Re: [dm-devel] [PATCH 0/6] dax poison recovery with RWF_RECOVERY_DATA flag

From: Pavel Begunkov
Date: Sun Oct 31 2021 - 09:23:04 EST


On 10/29/21 23:32, Dave Chinner wrote:
On Fri, Oct 29, 2021 at 12:46:14PM +0100, Pavel Begunkov wrote:
On 10/28/21 23:59, Dave Chinner wrote:
[...]
Well, my point is doing recovery from bit errors is by definition not
the fast path. Which is why I'd rather keep it away from the pmem
read/write fast path, which also happens to be the (much more important)
non-pmem read/write path.

The trouble is, we really /do/ want to be able to (re)write the failed
area, and we probably want to try to read whatever we can. Those are
reads and writes, not {pre,f}allocation activities. This is where Dave
and I arrived at a month ago.

Unless you'd be ok with a second IO path for recovery where we're
allowed to be slow? That would probably have the same user interface
flag, just a different path into the pmem driver.
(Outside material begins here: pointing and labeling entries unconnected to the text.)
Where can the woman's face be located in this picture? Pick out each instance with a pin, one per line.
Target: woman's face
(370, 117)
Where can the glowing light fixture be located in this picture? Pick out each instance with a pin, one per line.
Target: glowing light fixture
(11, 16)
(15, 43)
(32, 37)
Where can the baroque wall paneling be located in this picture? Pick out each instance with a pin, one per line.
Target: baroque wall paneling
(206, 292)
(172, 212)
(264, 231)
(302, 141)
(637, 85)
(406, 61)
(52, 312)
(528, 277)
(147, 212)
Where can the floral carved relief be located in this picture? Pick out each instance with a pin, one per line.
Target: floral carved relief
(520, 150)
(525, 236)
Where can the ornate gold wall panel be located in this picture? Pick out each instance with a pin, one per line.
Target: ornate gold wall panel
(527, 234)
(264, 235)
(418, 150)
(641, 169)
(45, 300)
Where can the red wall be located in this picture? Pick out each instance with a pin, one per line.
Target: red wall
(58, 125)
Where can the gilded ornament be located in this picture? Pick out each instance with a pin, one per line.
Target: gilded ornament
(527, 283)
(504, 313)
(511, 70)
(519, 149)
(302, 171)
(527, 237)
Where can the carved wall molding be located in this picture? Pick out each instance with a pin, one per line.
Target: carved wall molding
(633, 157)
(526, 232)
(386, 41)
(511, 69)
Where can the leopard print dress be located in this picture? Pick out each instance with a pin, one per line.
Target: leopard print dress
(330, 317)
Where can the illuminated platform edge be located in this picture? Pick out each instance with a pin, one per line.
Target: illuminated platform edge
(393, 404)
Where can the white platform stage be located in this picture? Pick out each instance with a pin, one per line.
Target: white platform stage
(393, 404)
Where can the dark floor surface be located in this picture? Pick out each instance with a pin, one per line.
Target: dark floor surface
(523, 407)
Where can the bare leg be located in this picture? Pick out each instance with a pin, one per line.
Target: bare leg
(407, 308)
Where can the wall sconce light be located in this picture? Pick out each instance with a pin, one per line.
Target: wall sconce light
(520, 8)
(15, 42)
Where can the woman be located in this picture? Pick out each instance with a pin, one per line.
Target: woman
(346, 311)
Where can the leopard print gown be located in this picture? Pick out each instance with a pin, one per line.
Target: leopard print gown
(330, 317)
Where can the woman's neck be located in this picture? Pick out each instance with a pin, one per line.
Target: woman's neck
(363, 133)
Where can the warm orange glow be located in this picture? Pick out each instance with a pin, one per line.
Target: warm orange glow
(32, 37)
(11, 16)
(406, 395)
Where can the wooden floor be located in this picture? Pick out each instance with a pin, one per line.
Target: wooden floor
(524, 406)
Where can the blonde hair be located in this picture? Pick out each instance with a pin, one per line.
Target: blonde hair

I just don't see how 4 single line branches to propage RWF_RECOVERY
down to the hardware is in any way an imposition on the fast path.
It's no different for passing RWF_HIPRI down to the hardware *in the
fast path* so that the IO runs the hardware in polling mode because
it's faster for some hardware.

Not particularly about this flag, but it is expensive. Surely looks
cheap when it's just one feature, but there are dozens of them with
limited applicability, default config kernels are already sluggish
when it comes to really fast devices and it's not getting better.
Also, pretty often every of them will add a bunch of extra checks
to fix something of whatever it would be.

So let's add a bit of pragmatism to the picture, if there is just one
user of a feature but it adds overhead for millions of machines that
won't ever use it, it's expensive.

Yup, you just described RWF_HIPRI! Seriously, Pavel, did you read
past this? I'll quote what I said again, because I've already
addressed this argument to point out how silly it is:

And you almost got to the initial point in your penult paragraph. A
single if for a single flag is not an issue, what is the problem is
when there are dozens of them and the overhead for it is not isolated,
so the kernel has to jump through dozens of those.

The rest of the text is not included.